You can use developer secrets by referencing them in the cURL block configuration using one of two ways:

  • By using the {secrets.SECRET_NAME} variable in the URL input field
  • By using the {env.secrets.SECRET_NAME} variable in the headers or body fields

Datasets

Dust apps can also define datasets which are arrays of JSON objects. Datasets' main roles are to:

  • Store example inputs on which the app is run during its design. These datasets are pulled from input blocks.
  • Store few-shot examples used when prompting models. These datasets are made available to llm blocks through the use of data blocks (see core blocks).

All datasets are automatically versioned and each app version points to their specific dataset version.

Execution

The Dust execution engine will run an app in parallel on each element attached to the input block. Each input's execution trace is completely independent and these cannot be cross-referenced. Previous runs of an app are stored along with the app version and all the associated block outputs. They can be retrieved from the Runs panel.

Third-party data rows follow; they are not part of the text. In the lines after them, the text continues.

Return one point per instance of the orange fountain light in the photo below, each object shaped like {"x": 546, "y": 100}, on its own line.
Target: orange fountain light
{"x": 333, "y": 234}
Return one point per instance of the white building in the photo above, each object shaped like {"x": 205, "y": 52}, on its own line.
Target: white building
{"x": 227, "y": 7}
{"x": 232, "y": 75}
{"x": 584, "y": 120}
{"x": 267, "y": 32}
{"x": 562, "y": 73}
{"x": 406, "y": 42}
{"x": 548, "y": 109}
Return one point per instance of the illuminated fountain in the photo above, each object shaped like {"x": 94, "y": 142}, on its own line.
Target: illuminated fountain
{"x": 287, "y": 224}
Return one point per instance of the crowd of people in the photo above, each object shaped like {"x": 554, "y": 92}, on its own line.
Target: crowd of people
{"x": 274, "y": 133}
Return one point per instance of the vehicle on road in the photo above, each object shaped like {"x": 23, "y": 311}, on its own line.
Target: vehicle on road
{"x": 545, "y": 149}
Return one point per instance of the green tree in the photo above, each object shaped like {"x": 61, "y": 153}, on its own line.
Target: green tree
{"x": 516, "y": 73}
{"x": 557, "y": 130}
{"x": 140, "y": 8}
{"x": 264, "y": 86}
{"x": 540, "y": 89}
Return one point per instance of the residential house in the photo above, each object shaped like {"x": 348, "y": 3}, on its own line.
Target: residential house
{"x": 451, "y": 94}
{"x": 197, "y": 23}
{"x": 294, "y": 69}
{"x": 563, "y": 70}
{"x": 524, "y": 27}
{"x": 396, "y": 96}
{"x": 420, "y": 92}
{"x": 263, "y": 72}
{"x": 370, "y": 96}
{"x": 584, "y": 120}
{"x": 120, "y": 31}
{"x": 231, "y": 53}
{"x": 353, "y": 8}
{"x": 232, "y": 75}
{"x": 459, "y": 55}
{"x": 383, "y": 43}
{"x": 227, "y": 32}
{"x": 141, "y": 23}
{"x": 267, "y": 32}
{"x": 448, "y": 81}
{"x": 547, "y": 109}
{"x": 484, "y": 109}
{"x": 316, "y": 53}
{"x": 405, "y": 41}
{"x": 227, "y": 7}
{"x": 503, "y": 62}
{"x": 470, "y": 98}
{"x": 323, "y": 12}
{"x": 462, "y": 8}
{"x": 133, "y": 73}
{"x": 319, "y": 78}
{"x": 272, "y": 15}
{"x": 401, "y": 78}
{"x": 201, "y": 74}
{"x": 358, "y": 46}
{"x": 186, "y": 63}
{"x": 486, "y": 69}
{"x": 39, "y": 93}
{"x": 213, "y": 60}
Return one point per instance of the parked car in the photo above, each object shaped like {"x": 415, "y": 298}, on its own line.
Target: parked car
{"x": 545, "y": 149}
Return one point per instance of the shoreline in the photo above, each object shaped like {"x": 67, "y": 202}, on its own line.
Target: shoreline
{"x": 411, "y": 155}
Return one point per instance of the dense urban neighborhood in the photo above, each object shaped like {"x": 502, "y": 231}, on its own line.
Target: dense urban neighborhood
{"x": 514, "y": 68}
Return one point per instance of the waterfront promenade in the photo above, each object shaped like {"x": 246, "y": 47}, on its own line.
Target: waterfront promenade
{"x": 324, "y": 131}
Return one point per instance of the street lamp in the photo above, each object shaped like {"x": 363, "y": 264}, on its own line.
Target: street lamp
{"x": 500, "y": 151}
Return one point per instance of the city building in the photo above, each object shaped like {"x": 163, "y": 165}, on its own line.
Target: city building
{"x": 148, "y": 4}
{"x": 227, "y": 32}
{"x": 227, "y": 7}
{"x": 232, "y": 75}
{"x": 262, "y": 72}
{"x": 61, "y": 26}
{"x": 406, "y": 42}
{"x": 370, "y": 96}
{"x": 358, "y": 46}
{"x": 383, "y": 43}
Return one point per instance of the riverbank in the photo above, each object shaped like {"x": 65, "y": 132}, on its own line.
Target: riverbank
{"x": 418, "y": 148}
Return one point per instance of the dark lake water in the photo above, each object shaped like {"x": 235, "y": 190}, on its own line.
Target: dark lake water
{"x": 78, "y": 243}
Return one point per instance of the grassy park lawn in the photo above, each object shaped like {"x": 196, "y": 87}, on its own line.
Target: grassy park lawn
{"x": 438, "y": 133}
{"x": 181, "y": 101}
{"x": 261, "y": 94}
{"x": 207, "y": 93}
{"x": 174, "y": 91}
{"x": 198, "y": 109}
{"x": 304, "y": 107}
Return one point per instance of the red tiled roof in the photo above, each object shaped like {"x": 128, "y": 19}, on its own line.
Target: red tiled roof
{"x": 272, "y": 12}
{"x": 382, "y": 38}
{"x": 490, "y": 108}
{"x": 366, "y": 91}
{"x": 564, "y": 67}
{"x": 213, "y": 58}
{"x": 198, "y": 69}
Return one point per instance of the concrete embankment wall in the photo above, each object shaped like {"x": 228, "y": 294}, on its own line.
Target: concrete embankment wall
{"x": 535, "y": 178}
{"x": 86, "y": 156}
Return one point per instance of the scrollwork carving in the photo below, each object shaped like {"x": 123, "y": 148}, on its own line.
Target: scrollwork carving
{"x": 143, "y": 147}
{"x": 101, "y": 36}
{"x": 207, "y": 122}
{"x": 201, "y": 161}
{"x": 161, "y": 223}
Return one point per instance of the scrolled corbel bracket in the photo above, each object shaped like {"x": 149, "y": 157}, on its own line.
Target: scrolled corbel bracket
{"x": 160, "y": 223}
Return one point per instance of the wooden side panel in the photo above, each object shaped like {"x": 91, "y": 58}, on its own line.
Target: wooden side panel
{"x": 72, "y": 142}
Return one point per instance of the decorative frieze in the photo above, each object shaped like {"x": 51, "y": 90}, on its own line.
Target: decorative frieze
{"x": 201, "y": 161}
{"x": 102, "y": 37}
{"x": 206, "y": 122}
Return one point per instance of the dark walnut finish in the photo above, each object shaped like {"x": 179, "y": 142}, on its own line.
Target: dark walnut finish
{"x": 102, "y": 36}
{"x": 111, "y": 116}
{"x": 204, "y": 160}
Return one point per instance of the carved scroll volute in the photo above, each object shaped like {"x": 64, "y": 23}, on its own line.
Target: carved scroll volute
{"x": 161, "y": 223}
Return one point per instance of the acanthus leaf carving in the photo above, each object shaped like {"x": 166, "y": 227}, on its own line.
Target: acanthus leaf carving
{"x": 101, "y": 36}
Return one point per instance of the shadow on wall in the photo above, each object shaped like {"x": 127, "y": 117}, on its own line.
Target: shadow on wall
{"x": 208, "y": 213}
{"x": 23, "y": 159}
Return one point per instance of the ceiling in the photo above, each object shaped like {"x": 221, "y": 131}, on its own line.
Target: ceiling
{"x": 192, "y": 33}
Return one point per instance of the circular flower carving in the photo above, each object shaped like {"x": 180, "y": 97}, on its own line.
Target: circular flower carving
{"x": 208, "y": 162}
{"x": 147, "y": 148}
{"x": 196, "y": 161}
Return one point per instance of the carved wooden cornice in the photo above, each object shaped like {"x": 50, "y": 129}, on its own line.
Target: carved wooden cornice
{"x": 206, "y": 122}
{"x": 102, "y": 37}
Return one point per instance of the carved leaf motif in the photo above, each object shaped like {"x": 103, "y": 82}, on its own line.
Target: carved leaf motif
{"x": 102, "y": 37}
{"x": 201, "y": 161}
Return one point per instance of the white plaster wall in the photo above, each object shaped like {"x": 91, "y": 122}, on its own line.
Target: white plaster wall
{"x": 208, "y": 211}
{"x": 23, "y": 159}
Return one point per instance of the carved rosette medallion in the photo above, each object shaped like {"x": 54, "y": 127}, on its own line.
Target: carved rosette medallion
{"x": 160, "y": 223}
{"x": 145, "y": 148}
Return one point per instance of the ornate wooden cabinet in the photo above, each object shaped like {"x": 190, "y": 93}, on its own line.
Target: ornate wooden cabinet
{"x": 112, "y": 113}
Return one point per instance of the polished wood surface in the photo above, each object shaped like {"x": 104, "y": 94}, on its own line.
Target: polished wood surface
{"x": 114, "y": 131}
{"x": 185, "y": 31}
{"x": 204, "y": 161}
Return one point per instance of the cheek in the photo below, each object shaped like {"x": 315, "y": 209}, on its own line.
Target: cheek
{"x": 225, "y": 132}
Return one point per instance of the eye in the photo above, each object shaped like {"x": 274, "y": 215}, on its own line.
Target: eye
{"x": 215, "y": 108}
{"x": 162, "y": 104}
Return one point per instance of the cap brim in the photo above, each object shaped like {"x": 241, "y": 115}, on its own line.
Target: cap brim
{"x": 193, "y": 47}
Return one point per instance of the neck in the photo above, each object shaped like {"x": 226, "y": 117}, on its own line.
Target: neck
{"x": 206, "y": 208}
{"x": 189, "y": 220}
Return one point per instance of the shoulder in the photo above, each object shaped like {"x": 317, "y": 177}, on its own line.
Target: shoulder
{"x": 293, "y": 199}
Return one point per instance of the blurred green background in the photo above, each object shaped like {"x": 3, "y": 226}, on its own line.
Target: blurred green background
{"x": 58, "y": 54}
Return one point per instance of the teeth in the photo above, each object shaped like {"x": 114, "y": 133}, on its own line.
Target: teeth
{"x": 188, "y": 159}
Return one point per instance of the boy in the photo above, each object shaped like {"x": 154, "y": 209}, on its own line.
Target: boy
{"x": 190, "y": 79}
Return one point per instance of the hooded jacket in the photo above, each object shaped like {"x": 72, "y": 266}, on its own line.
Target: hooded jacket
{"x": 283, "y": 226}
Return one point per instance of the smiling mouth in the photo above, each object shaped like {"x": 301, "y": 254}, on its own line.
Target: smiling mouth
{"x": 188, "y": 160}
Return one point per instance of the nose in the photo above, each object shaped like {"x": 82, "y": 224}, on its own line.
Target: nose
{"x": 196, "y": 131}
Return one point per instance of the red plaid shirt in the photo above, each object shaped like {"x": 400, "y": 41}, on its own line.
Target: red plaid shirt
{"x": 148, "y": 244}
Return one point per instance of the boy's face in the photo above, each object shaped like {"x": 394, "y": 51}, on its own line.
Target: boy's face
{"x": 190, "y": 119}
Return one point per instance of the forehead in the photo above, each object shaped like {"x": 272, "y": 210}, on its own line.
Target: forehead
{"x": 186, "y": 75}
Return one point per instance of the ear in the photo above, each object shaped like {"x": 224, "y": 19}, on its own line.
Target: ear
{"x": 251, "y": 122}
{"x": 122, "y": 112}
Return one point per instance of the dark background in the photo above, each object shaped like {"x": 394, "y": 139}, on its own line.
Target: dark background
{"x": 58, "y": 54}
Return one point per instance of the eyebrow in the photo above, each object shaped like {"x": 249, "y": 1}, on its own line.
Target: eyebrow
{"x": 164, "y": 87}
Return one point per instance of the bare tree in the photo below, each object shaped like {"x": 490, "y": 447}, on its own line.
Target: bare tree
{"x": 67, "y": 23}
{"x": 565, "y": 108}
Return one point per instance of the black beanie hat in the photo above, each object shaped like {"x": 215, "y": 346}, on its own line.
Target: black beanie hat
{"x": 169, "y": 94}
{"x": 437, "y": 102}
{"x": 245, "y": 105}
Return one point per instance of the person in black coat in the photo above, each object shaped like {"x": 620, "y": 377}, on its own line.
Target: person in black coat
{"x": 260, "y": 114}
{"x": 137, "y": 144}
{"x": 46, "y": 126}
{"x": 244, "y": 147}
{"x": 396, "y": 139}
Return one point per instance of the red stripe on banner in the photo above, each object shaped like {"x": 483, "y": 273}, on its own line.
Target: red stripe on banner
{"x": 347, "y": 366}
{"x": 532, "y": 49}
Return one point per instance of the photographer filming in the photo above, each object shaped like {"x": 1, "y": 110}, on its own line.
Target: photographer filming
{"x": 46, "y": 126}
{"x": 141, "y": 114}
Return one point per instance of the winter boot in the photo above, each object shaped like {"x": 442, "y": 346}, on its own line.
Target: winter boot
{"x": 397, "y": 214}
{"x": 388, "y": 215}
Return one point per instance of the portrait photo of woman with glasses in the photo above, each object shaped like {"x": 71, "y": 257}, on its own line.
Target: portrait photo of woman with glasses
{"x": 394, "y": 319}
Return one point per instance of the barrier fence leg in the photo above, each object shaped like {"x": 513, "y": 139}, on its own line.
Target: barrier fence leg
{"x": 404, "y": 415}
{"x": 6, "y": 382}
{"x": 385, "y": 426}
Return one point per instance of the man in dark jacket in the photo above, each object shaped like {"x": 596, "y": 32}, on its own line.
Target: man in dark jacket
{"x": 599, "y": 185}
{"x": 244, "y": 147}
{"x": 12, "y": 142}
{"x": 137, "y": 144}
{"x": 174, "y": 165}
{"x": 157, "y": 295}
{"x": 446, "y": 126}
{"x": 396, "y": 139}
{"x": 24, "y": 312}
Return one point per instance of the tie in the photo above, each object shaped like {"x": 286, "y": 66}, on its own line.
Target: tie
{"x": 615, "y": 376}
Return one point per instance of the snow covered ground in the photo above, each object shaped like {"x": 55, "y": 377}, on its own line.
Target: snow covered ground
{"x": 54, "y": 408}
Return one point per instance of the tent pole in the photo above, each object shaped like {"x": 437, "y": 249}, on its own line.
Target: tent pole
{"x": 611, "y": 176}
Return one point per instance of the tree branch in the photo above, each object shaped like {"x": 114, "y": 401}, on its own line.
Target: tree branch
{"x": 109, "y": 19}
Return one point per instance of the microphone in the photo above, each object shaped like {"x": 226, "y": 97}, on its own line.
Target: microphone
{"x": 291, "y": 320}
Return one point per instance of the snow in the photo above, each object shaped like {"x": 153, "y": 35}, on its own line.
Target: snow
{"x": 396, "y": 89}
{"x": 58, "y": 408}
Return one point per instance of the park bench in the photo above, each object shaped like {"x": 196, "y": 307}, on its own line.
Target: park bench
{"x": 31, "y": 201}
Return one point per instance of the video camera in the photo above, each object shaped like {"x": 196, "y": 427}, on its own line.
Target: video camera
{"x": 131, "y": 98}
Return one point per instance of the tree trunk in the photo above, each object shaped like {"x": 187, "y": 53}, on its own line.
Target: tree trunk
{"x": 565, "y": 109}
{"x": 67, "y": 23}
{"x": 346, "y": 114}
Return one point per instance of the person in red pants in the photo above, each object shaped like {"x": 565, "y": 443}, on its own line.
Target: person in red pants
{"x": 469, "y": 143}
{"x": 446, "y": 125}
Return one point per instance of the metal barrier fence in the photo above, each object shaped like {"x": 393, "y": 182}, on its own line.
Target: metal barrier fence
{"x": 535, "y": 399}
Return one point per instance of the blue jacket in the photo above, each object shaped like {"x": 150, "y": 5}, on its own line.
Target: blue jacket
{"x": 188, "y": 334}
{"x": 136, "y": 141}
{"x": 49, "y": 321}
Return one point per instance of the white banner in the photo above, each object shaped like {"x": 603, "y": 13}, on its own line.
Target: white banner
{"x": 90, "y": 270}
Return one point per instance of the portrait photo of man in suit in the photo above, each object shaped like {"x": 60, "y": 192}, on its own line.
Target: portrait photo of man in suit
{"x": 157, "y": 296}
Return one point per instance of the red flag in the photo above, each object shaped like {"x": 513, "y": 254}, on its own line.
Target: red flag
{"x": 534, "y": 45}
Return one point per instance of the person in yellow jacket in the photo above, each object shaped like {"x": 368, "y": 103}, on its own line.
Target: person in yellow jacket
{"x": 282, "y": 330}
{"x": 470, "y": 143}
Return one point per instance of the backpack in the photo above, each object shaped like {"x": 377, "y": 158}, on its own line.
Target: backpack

Other core blocks allow the further parallelization of the execution such as the map and reduce blocks. Dust's execution engine will also take care of automatically parallelizing execution eagerly when they are used.

Data sources

Data sources are fully managed semantically searchable databases of documents. You can easily create Data Sources and add documents to them manually in the Dust interface or using our API. Data sources enable apps to perform semantic searches over large collections of documents, only retrieving the chunks of information that are the most relevant to the app's task.

Semantic search, generally based on embedding models, is important to large language model apps because of the limited context size of models. It enables the retrieval of chunks of valuable information that can then be fit in context to perform a particular task. This is called retrieval-augmented generation.

Typically, to perform semantic search, one has to chunk, embed and index the documents they desire to make them searchable from a vector database. When answering a query they then have to embed the query, perform a search in the vector database and retrieve the associated documents and relevant chunks of text. Dust simplifies this process by providing a Data Source abstraction that allows you to simply upload documents and query them from the associated data_source block.